Our Summary and Conclusion
Performance Summary: The Core i7-3820 performed very well throughout our battery of benchmarks. Versus AMD’s flagship FX-8150, there was no contest; the Core i7-3820 was dominant. Versus Intel’s other processors, the story isn’t quite as clear. We’ll start with the Core i7-3820 / Core i7-3960X comparison. When compared to Intel’s flagship six-core Core i7-3960X processor, the quad-core Core i7-3820 offers virtually identical performance in single-threaded workloads or workloads that will tax four or fewer cores, due to the two processor’s identical peak Turbo mode frequency (3.9GHz). In highly-threaded workloads, however, that can leverage the additional resources of the Core i7-3960X, the six-core processor offers significantly more performance.
Although it has a number of technical advantages (more cache, more / faster PCIe lanes, newer platform, etc.), the Core i7-3820 performs almost identically to the Core i7-2700K, at least with the applications we used for testing. This is to be expected considering their core architecture similarities, but with workloads that can take advantage of the additional memory or PCIe bandwidth offered by the 3820, it will likely put up better numbers than the Sandy Bride-based Core i7-2700K. Conversely, the Core i7-2700K supports Intel’s QuickSync technology, whereas the SBE-based Core i7-3820 does not. So, for video encoding, the Core i7-2700K (or other Sandy Bridge-based CPU) will be superior.

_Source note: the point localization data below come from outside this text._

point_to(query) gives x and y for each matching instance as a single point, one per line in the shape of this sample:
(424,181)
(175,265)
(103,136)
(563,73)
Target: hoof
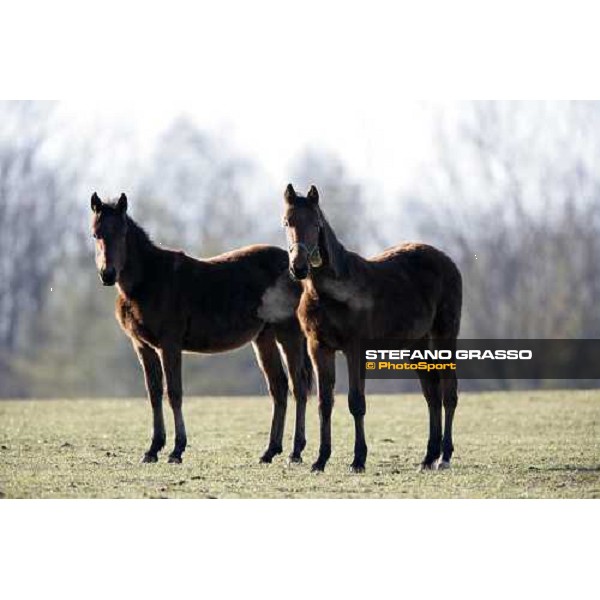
(429,466)
(356,468)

Intel’s initial line-up of Sandy Bridge-E-based processors is outlined in the chart below. The line-up (for now) consists of three processors: the flagship Core i7-3960X, the unlocked but slightly pared down Core i7-3930K, and the Core i7-3820 we’ve shown you here. Pricing for the three processors is $990, $555, and $285, respectively.
At its $285 price point, the Core i7-3820 actually comes in somewhat cheaper than the similarly performing Core i7-2700K. That may seem like a clear win for the 3820, but when the entire platform is considered, the Core i7-3820 will actually be somewhat more expensive due to the higher cost of X79 Express chipset-based motherboards versus the Z68 and the need for quad-channel memory (versus dual-channel) to attain peak performance.
Ultimately, whether or not the Core i7-3820 makes sense for you, over the somewhat more affordable Sandy Bridge platform, is going to depend on the type of applications you run or the configuration you’re after. If you have a need for the additional memory bandwidth offered by SBE or a need for more than 32GB of memory, SBE is the way to go. Hardcore gamers who plan to run two or more high-end graphics cards would also be better served by Sandy Bridge-E’s additional PCI Express lanes and due to the fact that Intel integrated graphics aren't required. Or if you just want the latest Intel chipset, namely the X79 Express, SBE is for you.